Type: Web Article Original link: https://tongyi-agent.github.io/blog/introducing-tongyi-deep-research/ Publication date: 2025-11-15
Author: DeepResearch Team, Tongyi Lab
Summary #
WHAT - Tongyi DeepResearch is an open-source web agent that achieves performance comparable to OpenAI DeepResearch in various benchmarks. It is the first fully open-source web agent to achieve such results.
WHY - It is relevant for the AI business because it demonstrates that open-source solutions can compete with proprietary ones, offering a more accessible and transparent alternative for the AI market.
WHO - The main players are the DeepResearch Team and Tongyi Lab, with contributions and discussions from the open-source community.
WHERE - It positions itself in the AI web agent market, competing directly with proprietary solutions like those from OpenAI.
WHEN - It is a recent project, but already consolidated with impressive benchmark results, indicating rapid development and adoption.
BUSINESS IMPACT:
- Opportunities: Integration of Tongyi DeepResearch into the existing stack to reduce development costs and improve transparency.
- Risks: Competition with open-source solutions that could attract customers to more affordable alternatives.
- Integration: Possible integration with existing data analysis tools and machine learning platforms.
TECHNICAL SUMMARY:
- Core technology stack: Python, Go, React, API, database, AI, algorithms, frameworks.
- Scalability: Uses a scalable data synthesis approach for training, allowing for high scalability.
- Limitations: Dependence on high-quality synthetic data, which requires a robust infrastructure for generation and curation.
- Technical differentiators: Comprehensive methodology for creating advanced agents, including Agentic Continual Pre-training (CPT), Supervised Fine-Tuning (SFT), and Reinforcement Learning (RL).
Use Cases #
- Private AI Stack: Integration into proprietary pipelines
- Client Solutions: Implementation for client projects
- Strategic Intelligence: Input for technological roadmaps
- Competitive Analysis: Monitoring AI ecosystem
Third-Party Feedback #
Community feedback: Users discuss whether the Tongyi DeepResearch model can truly compete with OpenAI, with some expressing skepticism about its practical utility, while others propose alternatives and model distillations.
Resources #
Original Links #
Article recommended and selected by the Human Technology eXcellence team, processed through artificial intelligence (in this case with LLM HTX-EU-Mistral3.1Small) on 2025-11-15 09:29 Original source: https://tongyi-agent.github.io/blog/introducing-tongyi-deep-research/
The HTX Take #
This topic is at the heart of what we build at HTX. The technology discussed here — whether it’s about AI agents, language models, or document processing — represents exactly the kind of capability that European businesses need, but deployed on their own terms.
The challenge isn’t whether this technology works.
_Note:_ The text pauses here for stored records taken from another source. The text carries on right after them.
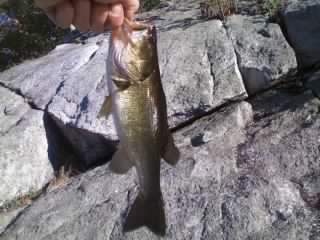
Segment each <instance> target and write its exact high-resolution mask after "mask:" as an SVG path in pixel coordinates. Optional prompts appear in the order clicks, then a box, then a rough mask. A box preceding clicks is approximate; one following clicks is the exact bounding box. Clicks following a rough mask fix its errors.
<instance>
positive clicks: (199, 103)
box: [48, 21, 247, 165]
mask: <svg viewBox="0 0 320 240" xmlns="http://www.w3.org/2000/svg"><path fill="white" fill-rule="evenodd" d="M108 41H109V40H108V38H107V37H106V38H105V39H104V40H102V41H101V40H100V41H99V49H98V50H97V51H96V53H95V55H94V56H92V58H91V60H90V62H88V63H87V64H86V65H84V66H82V67H81V68H79V69H78V71H76V72H74V73H73V74H70V75H69V77H68V78H65V81H64V82H63V84H61V85H60V88H59V90H58V91H57V93H56V95H55V96H54V97H53V99H52V101H51V103H50V105H49V107H48V112H49V113H50V115H51V116H52V117H53V119H54V120H55V122H56V124H57V125H58V126H59V127H60V129H62V132H63V134H64V136H65V137H66V138H67V139H68V141H69V142H70V143H71V145H72V146H73V148H74V149H75V150H76V152H77V153H78V156H79V158H80V159H82V161H83V162H85V163H86V164H87V165H90V164H92V163H94V162H96V161H99V160H101V159H106V158H107V157H108V156H110V154H111V153H112V152H113V151H114V146H115V142H116V141H117V135H116V133H115V129H114V125H113V122H112V118H111V117H109V118H108V119H97V115H98V112H99V110H100V107H101V105H102V103H103V101H104V99H105V96H106V95H108V89H107V84H106V79H105V78H104V75H105V59H106V56H107V53H108V47H109V45H108V44H109V42H108ZM158 42H159V59H160V69H161V75H162V82H163V86H164V89H165V92H166V95H167V102H168V115H169V116H168V117H169V123H170V126H171V127H174V126H176V125H178V124H181V123H183V122H184V121H187V120H189V119H190V118H194V117H195V116H197V115H199V114H203V113H204V112H206V111H208V110H210V109H212V108H215V107H217V106H220V105H222V104H224V103H227V102H228V101H234V100H237V99H243V98H245V97H246V96H247V95H246V92H245V89H244V86H243V83H242V80H241V75H240V73H239V71H238V68H237V64H236V57H235V53H234V51H233V48H232V44H231V41H230V40H228V38H227V35H226V32H225V30H224V28H223V26H222V24H221V22H219V21H210V22H207V23H198V24H196V25H194V26H190V27H188V28H187V29H185V30H182V29H181V28H179V27H178V28H175V29H172V30H167V31H161V32H159V41H158ZM182 42H184V45H183V48H184V51H176V49H180V48H181V43H182ZM195 93H196V94H195ZM89 150H90V151H89Z"/></svg>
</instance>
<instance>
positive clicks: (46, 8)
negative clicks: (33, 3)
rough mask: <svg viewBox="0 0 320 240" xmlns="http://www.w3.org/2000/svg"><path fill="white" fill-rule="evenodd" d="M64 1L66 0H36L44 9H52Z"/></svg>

It does. The challenge is deploying it without sending your company data to US servers, without violating GDPR, and without creating vendor dependencies you can’t escape.
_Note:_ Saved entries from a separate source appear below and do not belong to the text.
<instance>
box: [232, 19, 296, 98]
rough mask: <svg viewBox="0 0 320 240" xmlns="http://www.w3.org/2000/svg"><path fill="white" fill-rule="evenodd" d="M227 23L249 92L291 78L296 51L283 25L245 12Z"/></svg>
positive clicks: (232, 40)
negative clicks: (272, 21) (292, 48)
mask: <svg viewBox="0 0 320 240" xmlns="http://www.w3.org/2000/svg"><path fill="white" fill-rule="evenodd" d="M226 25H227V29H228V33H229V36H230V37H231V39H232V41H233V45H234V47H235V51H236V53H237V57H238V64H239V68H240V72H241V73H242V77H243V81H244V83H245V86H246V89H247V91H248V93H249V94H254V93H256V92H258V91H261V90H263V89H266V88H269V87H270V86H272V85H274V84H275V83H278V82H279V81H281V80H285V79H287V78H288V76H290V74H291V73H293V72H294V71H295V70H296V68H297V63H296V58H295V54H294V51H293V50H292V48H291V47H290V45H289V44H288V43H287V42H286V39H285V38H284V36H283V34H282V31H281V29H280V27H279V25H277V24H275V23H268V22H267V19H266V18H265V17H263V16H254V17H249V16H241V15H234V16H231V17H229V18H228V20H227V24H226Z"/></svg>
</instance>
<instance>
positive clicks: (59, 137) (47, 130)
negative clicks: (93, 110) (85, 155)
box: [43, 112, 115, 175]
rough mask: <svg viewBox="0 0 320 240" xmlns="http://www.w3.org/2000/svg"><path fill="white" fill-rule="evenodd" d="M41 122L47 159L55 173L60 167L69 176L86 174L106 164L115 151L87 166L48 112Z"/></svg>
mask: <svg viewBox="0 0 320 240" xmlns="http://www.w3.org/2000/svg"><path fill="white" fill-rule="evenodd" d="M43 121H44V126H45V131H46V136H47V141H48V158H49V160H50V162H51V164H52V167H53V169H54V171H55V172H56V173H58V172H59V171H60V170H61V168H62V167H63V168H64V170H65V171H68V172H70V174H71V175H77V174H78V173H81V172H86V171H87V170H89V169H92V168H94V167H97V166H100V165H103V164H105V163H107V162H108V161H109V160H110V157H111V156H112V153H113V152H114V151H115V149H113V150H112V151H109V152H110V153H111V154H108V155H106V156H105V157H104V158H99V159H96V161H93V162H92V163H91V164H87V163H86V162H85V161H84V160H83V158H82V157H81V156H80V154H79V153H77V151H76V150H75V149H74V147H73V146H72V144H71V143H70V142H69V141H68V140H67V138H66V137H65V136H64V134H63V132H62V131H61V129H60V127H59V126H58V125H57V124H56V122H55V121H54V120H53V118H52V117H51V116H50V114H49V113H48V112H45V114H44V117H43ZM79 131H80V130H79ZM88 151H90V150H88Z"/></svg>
That’s why we built ORCA — a private enterprise chatbot that brings these capabilities to your infrastructure. Same power as ChatGPT, but your data never leaves your perimeter. No per-user pricing, no data leakage, no compliance headaches.
Want to see how ready your company is for AI? Take our free AI Readiness Assessment — 5 minutes, personalized report, actionable roadmap.
Related Articles #
- nanochat - Python, Open Source
- AI-Researcher: Autonomous Scientific Innovation - Python, Open Source, AI
- You Should Write An Agent · The Fly Blog - AI Agent
FAQ
How can AI agents benefit my business?
AI agents can automate complex multi-step tasks like data analysis, document processing, and customer interactions. For European SMEs, deploying agents on private infrastructure with tools like ORCA ensures that sensitive business data never leaves your perimeter while still leveraging cutting-edge AI capabilities.
Are AI agents safe to use with company data?
It depends on the deployment. Cloud-based agents send your data to external servers, creating GDPR risks. Private AI agents running on your own infrastructure — like those built on HTX's PRISMA stack — keep all data within your control. This is the safest approach for businesses handling sensitive information.